28th August 2016
The first reading is from Ecclesiasticus (3:17-29 passim) also called the Book of Sirach; it is what might be called a deutero-canonical book because its status as part of the canon (or official collection) of Scripture which was not recognised by Jews resident in Israel; Protestant Bibles follow this shorter collection of the Old Testament. Sirach was used by Jewish scholars and is included in the early Greek version of the Jewish Bible (the Septuagint), and it is in Catholic bibles. This wisdom about how to live good lives pleasing to God is expressed so beautifully and simply in our reading. This proverbial wisdom speaks to us even today in our different situations.
The second reading from Hebrews (12:18-24 passim) really sets one thinking about how we view God and our response to Him. The author refers to how the Jews at first encountered God; it was a frightening experience of fire and terror; He was a mighty and powerful God and they were His. But the author then wants to tell them to leave this behind, because as followers of the Way of Jesus they now should see God differently; now they are approaching heaven, the ideal Jerusalem, where God’s Son, Jesus, has set up a new covenant – a new relationship with God – and the unbelievable is possible.

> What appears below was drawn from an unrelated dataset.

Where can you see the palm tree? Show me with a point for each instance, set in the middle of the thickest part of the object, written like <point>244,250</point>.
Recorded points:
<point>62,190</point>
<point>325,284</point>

The gospel we have for today (Luke 14:7-14) introduces the context with verse 1: “On a Sabbath Jesus went to dine at the home of one of the leading Pharisees, and the people there were observing him carefully.” The Pharisees were like a sect; they were a section of the Jewish believers who were very keen on keeping all the rules and thereby gaining (earning and deserving) the blessing of God; and often, one might suspect, they looked down on the ordinary folk who lacked this – what they would call uprightness of piety. The Christians had, or should have had, a quite different attitude towards God and their acceptance by Him; they should feel unworthy even though leading good lives and should view any blessing (and salvation) as a gratuitous gift from God. Meals were an important social occasion for the host; at a meal he could make friends with the most influential people and show off the grandeur of his living; for those invited it was an opportunity to become closer to influential people and so progress in one’s standing in society. The most interesting thing is that today’s gospel reading makes these social customs into a parable; a parable is something that points to something else which works in a parallel way; the account about meal etiquette then becomes about our relationship with God and the religious way we should live; because of our humility we should not expect reward although we believe in the grace of God. So here, as in the passage from Hebrews in the second reading, the message is about the contrast between one way of life and the way it should be for Christians, whose righteousness comes from God and for whom self-righteousness, as of the Pharisees, is not the way forward: you cannot deserve or earn salvation and God’s love.